TO MARK the re-opening of the Old Bishop’s Palace as King’s Ely’s new Sixth Form centre, the Ely Society has published the first ever history of the Palace, which is the largest mediaeval building in Ely after the Cathedral.
A History of the Bishop’s Palace at Ely: Prelates and Prisoners was written by Francis Young, the Assistant Director of Sixth Form at King’s Ely, and draws on records in the British Library, Cambridge University Library and the Archbishop of Canterbury’s library to tell the previously unknown story of this remarkable building.

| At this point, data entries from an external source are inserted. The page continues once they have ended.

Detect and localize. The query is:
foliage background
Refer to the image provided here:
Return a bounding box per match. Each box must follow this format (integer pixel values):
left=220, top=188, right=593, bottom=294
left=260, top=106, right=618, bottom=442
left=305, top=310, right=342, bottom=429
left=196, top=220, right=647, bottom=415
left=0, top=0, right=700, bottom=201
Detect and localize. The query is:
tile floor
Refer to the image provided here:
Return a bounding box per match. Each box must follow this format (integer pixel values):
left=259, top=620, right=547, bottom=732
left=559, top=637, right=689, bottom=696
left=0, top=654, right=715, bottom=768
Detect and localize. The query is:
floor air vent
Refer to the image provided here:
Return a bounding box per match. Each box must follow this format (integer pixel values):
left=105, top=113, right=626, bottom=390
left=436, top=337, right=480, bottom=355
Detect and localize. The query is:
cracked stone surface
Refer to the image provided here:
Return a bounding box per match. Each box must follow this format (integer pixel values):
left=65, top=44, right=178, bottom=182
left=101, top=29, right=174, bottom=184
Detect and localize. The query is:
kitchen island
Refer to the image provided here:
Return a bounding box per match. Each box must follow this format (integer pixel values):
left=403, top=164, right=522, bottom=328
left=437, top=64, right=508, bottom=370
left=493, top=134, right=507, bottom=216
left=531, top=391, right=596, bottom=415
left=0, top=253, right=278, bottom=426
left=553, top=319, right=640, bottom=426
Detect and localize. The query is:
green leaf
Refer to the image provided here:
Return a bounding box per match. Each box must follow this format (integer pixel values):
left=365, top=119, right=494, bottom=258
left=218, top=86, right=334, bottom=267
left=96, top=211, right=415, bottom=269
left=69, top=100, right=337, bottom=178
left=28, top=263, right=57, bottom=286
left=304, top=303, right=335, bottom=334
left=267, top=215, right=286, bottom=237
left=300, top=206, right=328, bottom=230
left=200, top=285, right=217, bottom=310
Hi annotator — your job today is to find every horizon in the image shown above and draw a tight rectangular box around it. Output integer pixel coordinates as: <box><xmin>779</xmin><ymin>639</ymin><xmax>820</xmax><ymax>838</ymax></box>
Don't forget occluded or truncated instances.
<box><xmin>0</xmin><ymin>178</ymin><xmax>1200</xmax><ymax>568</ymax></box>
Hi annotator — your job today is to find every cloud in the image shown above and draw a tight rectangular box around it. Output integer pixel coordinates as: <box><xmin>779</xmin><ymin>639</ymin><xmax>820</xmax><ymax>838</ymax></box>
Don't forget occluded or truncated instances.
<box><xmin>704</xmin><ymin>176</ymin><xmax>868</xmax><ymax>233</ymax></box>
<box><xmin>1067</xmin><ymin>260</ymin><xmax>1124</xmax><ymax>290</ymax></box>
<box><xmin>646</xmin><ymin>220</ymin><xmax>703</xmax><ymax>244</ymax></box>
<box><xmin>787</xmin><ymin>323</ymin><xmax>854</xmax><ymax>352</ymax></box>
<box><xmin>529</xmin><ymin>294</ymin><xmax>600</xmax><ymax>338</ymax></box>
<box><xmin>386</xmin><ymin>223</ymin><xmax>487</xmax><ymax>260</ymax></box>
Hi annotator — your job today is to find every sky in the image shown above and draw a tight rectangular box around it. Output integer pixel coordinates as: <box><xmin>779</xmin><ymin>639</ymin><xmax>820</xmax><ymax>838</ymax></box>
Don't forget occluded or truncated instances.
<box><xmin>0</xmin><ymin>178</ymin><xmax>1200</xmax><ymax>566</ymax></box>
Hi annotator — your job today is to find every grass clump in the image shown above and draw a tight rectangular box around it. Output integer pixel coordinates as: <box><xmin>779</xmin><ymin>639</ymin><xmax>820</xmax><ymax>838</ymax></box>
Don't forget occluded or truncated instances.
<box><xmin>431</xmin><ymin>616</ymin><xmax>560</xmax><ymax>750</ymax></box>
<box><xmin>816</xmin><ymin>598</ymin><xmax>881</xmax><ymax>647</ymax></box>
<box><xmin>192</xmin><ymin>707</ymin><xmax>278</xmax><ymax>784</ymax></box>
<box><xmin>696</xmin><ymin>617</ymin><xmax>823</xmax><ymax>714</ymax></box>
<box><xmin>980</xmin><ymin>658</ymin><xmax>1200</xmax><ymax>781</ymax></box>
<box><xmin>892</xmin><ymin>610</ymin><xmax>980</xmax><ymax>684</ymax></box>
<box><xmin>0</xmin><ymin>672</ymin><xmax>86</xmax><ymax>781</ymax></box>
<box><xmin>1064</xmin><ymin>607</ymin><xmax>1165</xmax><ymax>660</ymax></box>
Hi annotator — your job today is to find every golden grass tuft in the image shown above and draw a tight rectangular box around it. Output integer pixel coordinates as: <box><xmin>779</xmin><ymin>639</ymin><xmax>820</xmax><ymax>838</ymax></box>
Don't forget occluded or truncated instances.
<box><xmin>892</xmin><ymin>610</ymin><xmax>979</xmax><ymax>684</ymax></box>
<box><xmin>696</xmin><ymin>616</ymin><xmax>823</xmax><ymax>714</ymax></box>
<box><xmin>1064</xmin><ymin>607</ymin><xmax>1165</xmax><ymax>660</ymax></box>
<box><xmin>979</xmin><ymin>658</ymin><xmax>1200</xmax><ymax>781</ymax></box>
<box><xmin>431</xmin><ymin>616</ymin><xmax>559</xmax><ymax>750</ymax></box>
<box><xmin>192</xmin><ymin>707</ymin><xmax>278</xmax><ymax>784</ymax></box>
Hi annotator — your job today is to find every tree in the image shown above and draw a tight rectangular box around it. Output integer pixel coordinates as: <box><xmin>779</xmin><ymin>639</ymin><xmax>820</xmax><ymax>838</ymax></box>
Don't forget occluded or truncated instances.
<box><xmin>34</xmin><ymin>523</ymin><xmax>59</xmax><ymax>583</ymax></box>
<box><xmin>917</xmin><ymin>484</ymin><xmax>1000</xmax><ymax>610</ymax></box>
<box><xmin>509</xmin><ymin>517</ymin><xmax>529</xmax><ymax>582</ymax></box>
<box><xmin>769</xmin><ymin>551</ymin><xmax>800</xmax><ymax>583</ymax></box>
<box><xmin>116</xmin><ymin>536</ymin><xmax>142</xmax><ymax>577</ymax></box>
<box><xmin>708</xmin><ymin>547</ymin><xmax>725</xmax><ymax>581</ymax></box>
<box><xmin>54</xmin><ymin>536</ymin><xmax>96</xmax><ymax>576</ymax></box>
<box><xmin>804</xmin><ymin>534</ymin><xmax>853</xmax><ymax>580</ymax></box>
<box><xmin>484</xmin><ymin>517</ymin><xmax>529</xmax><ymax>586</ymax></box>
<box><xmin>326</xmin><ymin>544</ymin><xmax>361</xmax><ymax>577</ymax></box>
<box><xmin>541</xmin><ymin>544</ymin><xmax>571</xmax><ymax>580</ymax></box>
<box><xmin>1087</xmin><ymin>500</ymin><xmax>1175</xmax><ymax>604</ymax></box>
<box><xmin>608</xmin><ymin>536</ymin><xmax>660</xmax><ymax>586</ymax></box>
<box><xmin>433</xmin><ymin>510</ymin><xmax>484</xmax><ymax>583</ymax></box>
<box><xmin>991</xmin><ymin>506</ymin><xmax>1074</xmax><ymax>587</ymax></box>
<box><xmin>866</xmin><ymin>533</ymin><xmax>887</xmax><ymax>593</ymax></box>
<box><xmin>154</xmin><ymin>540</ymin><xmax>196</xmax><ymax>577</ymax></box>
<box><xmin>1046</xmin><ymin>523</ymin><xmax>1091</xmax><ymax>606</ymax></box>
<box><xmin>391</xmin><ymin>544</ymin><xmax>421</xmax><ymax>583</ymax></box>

The booklet reveals that the Palace in Ely was just one of ten palaces once owned by the powerful Bishops of Ely, only two of which still survive intact. Built by Bishop Alcock in the 15th century, the Palace was once a much larger complex of buildings including a now-demolished great hall. It witnessed the turmoil of the Reformation and was turned into a prison for Catholics by Queen Elizabeth I. The prisoners turned against Elizabeth and her successor, King James I, and in November 1605 the sons of two of the men imprisoned at Ely, Francis Tresham and Robert Catesby, were involved in the Gunpowder Plot to blow up the King and the Houses of Parliament. Later, Oliver Cromwell’s soldiers ripped the lead roof off the Palace to make shot and the building was meant to be pulled down. Miraculously it survived, and went on to house the Bishops of Ely until 1940 when it became a Red Cross Hospital and, after the Second World War, a school for disabled children. From 1983 until it was acquired by King’s Ely in 2010, the Palace was a Sue Ryder care home. The Palace officially re-opened in September 2012 as the home of King’s Ely Sixth Form, providing outstanding 21st century facilities in a historic and beautiful setting.
Author Francis Young will be speaking to the Ely Society on ‘The Bishop’s Palace: its History and Development 1486-1781’at the Methodist Church Hall in Chapel Street, Ely, from 7.30pm on Wednesday October 10.
The booklet is on sale in Burrow’s Bookshop, Topping’s Bookshop, the Cathedral Shop and Ely Tourist Information Centre in Oliver Cromwell’s House, priced £3.99.